Lyla is a very happy and so far healthy kitty a lil over 3 years since her surgery. She is now 10 years old and leading a fairly active tripawd life. I don’t log onto the site very often now but man was it a godsend when we were deep in it. …So I will always post any relevant updates as to help others going through this challenging journey.
Lyla has made strides since her surgery and diagnosis with chondroblastic osteosarcoma. Overall she is doing quite well. She is adjusting to her new way of life, but is still quite hesitant to do any running. Mostly it’s the hop/walk pace. Lyla is eating high quality foods plus an omega3 supplement. One odd thing is that once in a while she has what we call a mini freak out, I think it’s when something scares her and she goes to jump back and she ends up spinning around backwards a revelation or two…also I think when she is pivoting or maybe forgets idk. I am hoping slowly this will subside.
I met with an oncologist regarding her diagnosis yesterday. I am going to cut and paste a portion of his recommendation below. He spoke with a few other oncologists and between them they could only find two other similar cases. At the moment all her chest scans are clear. My family is taking this very seriously and I think we are opting to forgo chemo. Please no judgement, she is a docile shy kitty and the stress of it all with no guarantee or stats to back it up makes me cautious. Truly our main concern is quality of life.
Compared to dogs, osteosarcoma in cats tends to have a lower rate of metastasis, or spread, to other areas of the body, such as the lungs. Therefore, the overall prognosis relies more heavily on the ability to obtain adequate local control of the disease. In patients with osteosarcomas of the limbs, amputation is recommended, as the median survival time with surgery alone often exceeds 2 years.
Chemotherapy is another option we discussed today. The main goal of chemotherapy is to slow the spread of the tumor to other part of her body, such as the lungs. Because osteosarcoma in cats metastasizes infrequently, chemotherapy is typically not incorporated as part of
standard treatment. Chemotherapy may be recommended, however, for tumors that cannot be resected, for tumors that have already spread, or when features on a biopsy report confirm a more aggressive tumor. One of these features is the mitotic index, which was quite high on
Lyla’s biopsy report. The benefit of chemotherapy in decreasing metastatic osteosarcoma in a cat is unknown. Two drugs often used for osteosarcoma include Adriamycin (also called doxorubicin) and
carboplatin. Adriamycin can have effects on the kidneys so we often choose carboplatin. With or without chemotherapy, thoracic radiographs are recommended every three months to monitor for metastasis.
*recommendation was 4 IV treatments every 3-4 weeks.
As of yesterday Lyla was able to be trusted sleeping where she wants with only A few restricted areas. Until about day 16 she still needed some supervision as the incision scabs were starting to itch her I think. She is using her ramp to get up onto the bed alone and some of her steps. I had to work for a little bit Friday and left her in the room with the baby monitor app keeping an eye on her and she basically slept the whole time. She’s getting a smaller dose of the gabapentin twice a day until Tuesday and then I think we’re done unless we see any signs of pain.

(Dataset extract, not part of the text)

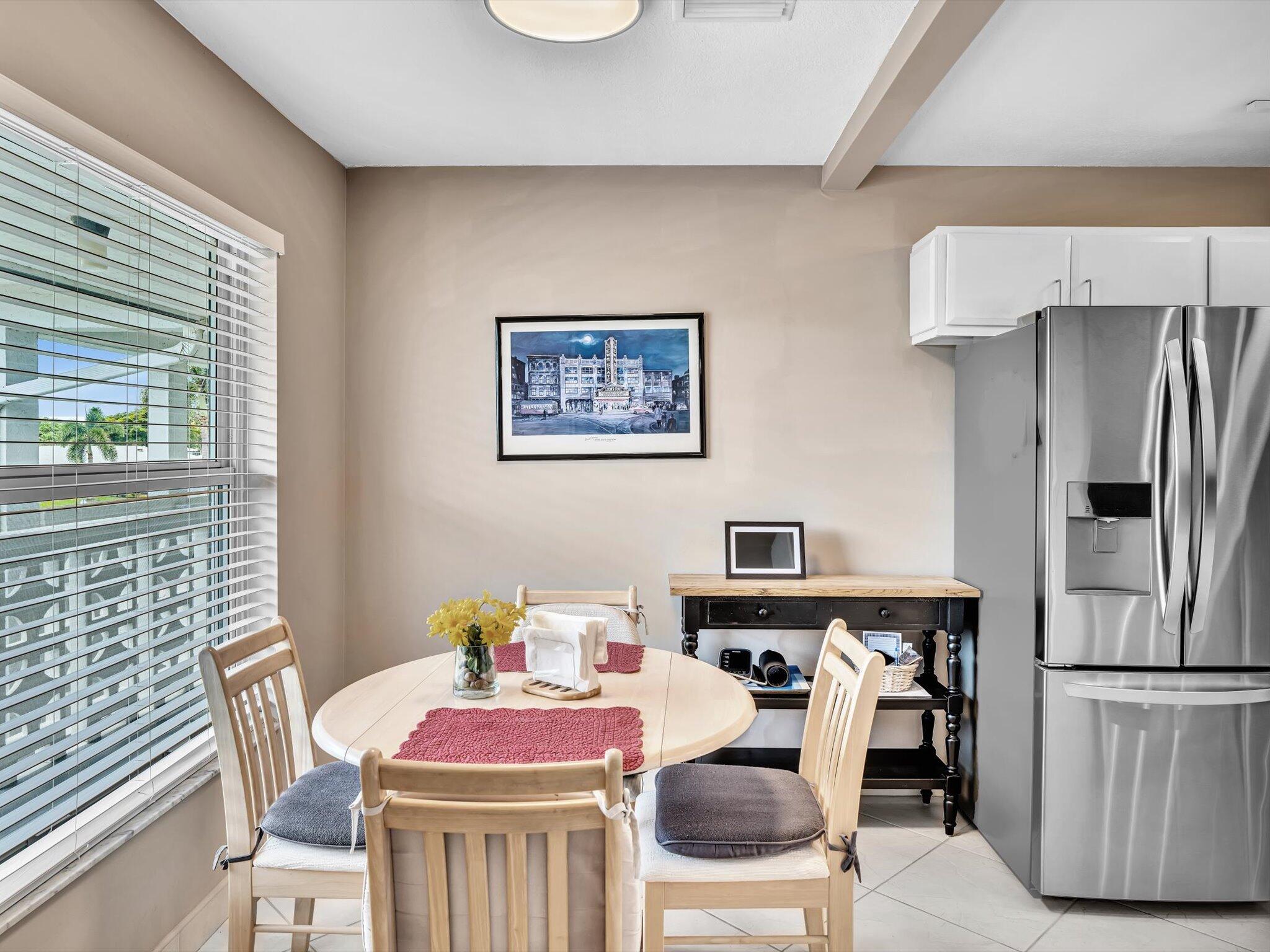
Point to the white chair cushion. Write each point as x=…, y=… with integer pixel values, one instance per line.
x=659, y=865
x=620, y=625
x=283, y=855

I think she is happy to get back into her usual routine a bit more. Besides being a tripod, the biggest changes now are the different litter boxes and she will always be wearing a bell collar to locate her more easily….and of course from here on out trying to prevent her from thinking she can jump up onto kitchen counters and things that are too high, it seems the world for rear amputees is very different than front. She is a little bit more clingy than she ever was before at the moment, she has always been a fairly independent cat and we’ll see if she get some of that back.
Lyla meowed all the way to the vets office to get her stitches removed this morning 🙌🏼 Things went as well as it could under the circumstances. I plan to make a consult apt with the recommended oncologist and will leave kitty at home as she has been through enough for now.
The litter box situation has still been somewhat of a disaster. Kinda like Goldilocks, one is too short and small and one is too tall. So amazingly enough I have found an awesome replacement at Home Depot in the masonary area for $6. Here is the link just in case anyone else has issues. She is doing quite well with this size and depth. This one measures 27”l x 20”d x 6”h.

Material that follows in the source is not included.